Why Canadians want their country to be a peacekeeping nation

As opposition to Canada’s combat mission in Afghanistan grows, support for Canada’s traditional role as a peacekeeping nation is on the rise. In an article he wrote for the Toronto Star, Eugene Lang, former chief of staff to two ministers of national defencestates that “…the allure of non-violent peacekeeping does not correspond to the realities of today’s UN missions.” While this is valid observation, the following commentary by Steven Staples suggests that it is not solely an affinty to non-violence that makes peacekeeping such an important part of our international identity:

“Polls consistently tell us that Canadians would prefer our armed forces to be much more involved in UN peacekeeping operations. But would Canadians reject the UN if they knew, as Eugene Lang points out, that today’s peacekeeping requires fighting at times?
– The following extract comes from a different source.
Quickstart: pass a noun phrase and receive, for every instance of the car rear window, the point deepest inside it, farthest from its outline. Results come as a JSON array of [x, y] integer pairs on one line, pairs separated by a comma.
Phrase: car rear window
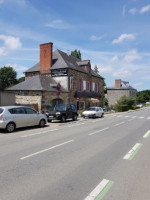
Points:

It is true that many embrace Canada’s involvement in UN peacekeeping because of a mistaken perception that it does not involve combat. But Canadians support UN peacekeeping operations for many other reasons, too.

UN peacekeeping operations require a degree of international cooperation, a characteristic cherished by Canadians. They serve broader diplomatic efforts, so Canadian troops would be supporting foreign policy goals, not just carrying out military objectives.

But perhaps most importantly, UN peacekeeping operations are the antithesis of U.S.-led wars.

By embracing UN peacekeeping, rightly or wrongly, Canadians are expressing a rejection of aggressive U.S.-led wars. Keep the military with the UN, otherwise, many fear, our forces will simply become an adjunct of the Pentagon, serving U.S. interests.

Sadly, successive Canadian governments have abandoned UN peacekeeping to the point where we have dropped from the first to the 53rd highest contributor, next to Malawi. Today we send so few soldiers, they could all fit on a school bus (62 Canadian soldiers out of 78,000 international troops on UN peacekeeping operations).

And so, while UN involvement plummets, 2750 Canadian troops are stuck in a failing US/NATO-led war in Afghanistan. It seems to me that Canadians actually know the score very well. Now, if only our government would listen.